La Jurisprudence des Chambres de recours

 
 
1. Introduction

Une invention est considérée comme impliquant une activité inventive si, pour un homme du métier, elle ne découle pas d'une manière évidente de l'état de la technique (Art. 56, première phrase CBE). Aux fins de l'examen de l'activité inventive, l'état de la technique est défini à l'art. 54(2) CBE. Il ne comprend pas les demandes de brevet européen publiées ultérieurement qui sont visées à l'art. 54(3) CBE. Ces demandes antérieures ne font partie de l'état de la technique que pour l'appréciation de la nouveauté et ne sont pas prises en considération pour ce qui est de l'activité inventive (cf. également à ce propos les Directives G-IV, 5.1 et G-VII, 2. - version de juin 2012).

D'après la CBE, le progrès technique ne constitue pas une condition de brevetabilité.
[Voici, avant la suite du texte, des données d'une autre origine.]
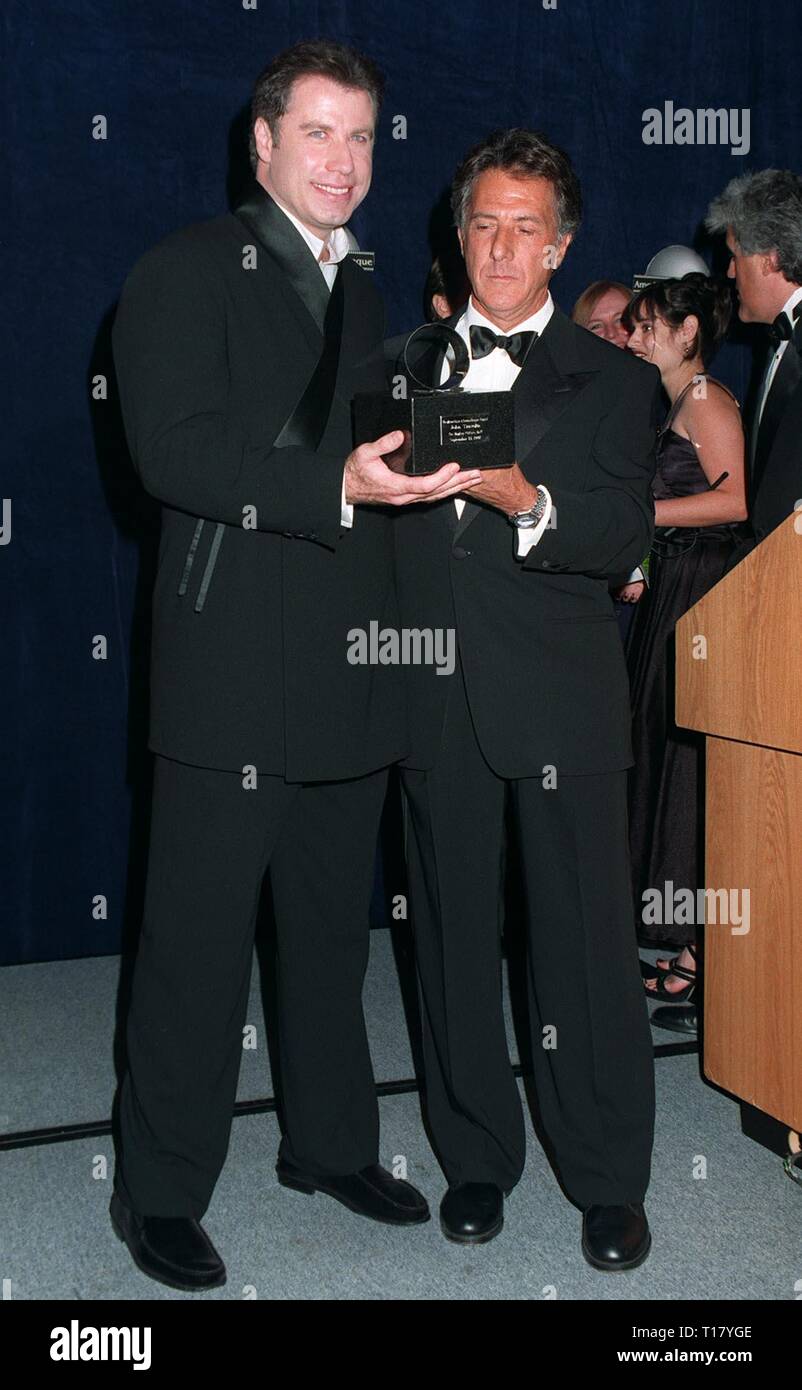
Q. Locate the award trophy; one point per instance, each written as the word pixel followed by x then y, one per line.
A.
pixel 441 423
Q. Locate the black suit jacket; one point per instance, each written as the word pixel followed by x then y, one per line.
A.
pixel 218 332
pixel 779 485
pixel 539 644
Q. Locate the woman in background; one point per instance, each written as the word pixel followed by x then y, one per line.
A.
pixel 699 496
pixel 601 307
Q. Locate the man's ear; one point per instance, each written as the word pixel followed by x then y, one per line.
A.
pixel 263 139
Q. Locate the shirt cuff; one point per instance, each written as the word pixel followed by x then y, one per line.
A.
pixel 345 508
pixel 530 535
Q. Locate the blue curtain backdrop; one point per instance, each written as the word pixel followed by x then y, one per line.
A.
pixel 173 79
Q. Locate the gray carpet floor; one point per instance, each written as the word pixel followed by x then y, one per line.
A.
pixel 733 1235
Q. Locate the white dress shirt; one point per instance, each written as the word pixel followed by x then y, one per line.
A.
pixel 496 371
pixel 339 243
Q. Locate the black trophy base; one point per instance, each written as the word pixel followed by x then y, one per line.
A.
pixel 474 428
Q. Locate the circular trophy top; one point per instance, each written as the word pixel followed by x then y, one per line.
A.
pixel 462 356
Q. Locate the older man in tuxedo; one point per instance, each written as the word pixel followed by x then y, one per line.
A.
pixel 538 713
pixel 239 344
pixel 760 216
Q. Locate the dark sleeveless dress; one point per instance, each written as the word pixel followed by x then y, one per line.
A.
pixel 666 784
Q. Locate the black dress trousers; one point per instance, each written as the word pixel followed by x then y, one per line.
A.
pixel 591 1040
pixel 211 844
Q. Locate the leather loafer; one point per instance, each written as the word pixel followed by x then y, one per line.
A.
pixel 373 1193
pixel 473 1212
pixel 616 1237
pixel 677 1018
pixel 174 1250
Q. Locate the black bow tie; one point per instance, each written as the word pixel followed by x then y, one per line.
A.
pixel 781 330
pixel 484 341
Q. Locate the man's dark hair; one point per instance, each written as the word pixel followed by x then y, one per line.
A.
pixel 528 154
pixel 313 57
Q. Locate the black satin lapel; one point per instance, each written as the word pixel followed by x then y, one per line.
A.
pixel 288 249
pixel 307 421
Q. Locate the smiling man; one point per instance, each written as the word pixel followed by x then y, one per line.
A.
pixel 239 344
pixel 760 216
pixel 535 717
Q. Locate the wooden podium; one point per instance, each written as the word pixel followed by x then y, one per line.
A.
pixel 740 683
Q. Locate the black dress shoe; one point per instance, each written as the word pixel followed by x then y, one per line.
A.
pixel 174 1250
pixel 373 1193
pixel 616 1237
pixel 473 1212
pixel 677 1018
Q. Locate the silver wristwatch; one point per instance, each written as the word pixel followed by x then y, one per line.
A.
pixel 526 520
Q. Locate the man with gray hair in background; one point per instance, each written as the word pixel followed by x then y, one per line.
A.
pixel 762 218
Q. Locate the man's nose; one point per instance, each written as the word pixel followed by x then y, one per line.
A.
pixel 339 156
pixel 502 248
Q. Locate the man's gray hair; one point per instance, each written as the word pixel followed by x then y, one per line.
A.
pixel 765 211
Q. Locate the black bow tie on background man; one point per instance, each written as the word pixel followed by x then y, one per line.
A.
pixel 781 330
pixel 484 341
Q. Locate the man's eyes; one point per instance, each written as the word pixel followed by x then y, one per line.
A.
pixel 362 138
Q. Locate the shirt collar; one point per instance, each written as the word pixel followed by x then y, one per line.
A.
pixel 791 302
pixel 535 321
pixel 338 242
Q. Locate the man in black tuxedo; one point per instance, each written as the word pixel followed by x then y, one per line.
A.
pixel 239 344
pixel 760 216
pixel 538 713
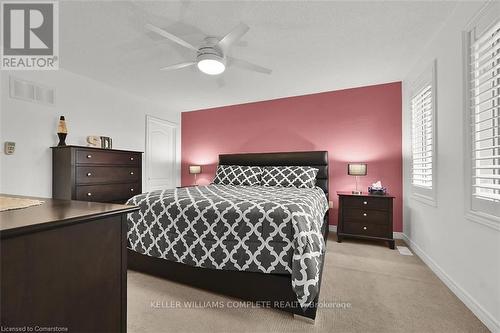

En conséquence, le progrès technique réalisé par rapport aux produits commercialisés, lorsqu'il est invoqué au soutien de l'activité inventive, ne saurait se substituer à la démonstration de l'activité inventive au regard de l'état de la technique le plus proche (cf. T 181/82, JO 1984, 401 ; T 164/83, JO 1987,149 ; T 317/88, T 385/94, T 850/02).

L'étendue du monopole conféré par le brevet doit être fonction de la contribution technique qu'il apporte à l'état de la technique, cette contribution constituant la justification dudit monopole. Ce principe général, qui a été appliqué dans les décisions T 409/91 (JO 1994, 653) et T 435/91 (JO 1995, 188) pour déterminer l'étendue de la protection qui se justifie au regard des articles 83 et 84 CBE 1973, vaut également pour les décisions à prendre dans le cadre de l'art. 56 CBE 1973, puisque tous les objets couverts par une revendication valable doivent impliquer une activité inventive. Si ce n'est pas le cas, la revendication doit être modifiée de manière à ce que les objets évidents en soient exclus, afin que le monopole conféré par le brevet soit justifié (T 939/92, JO 1996, 309 ; T 930/94, T 795/93, T 714/97).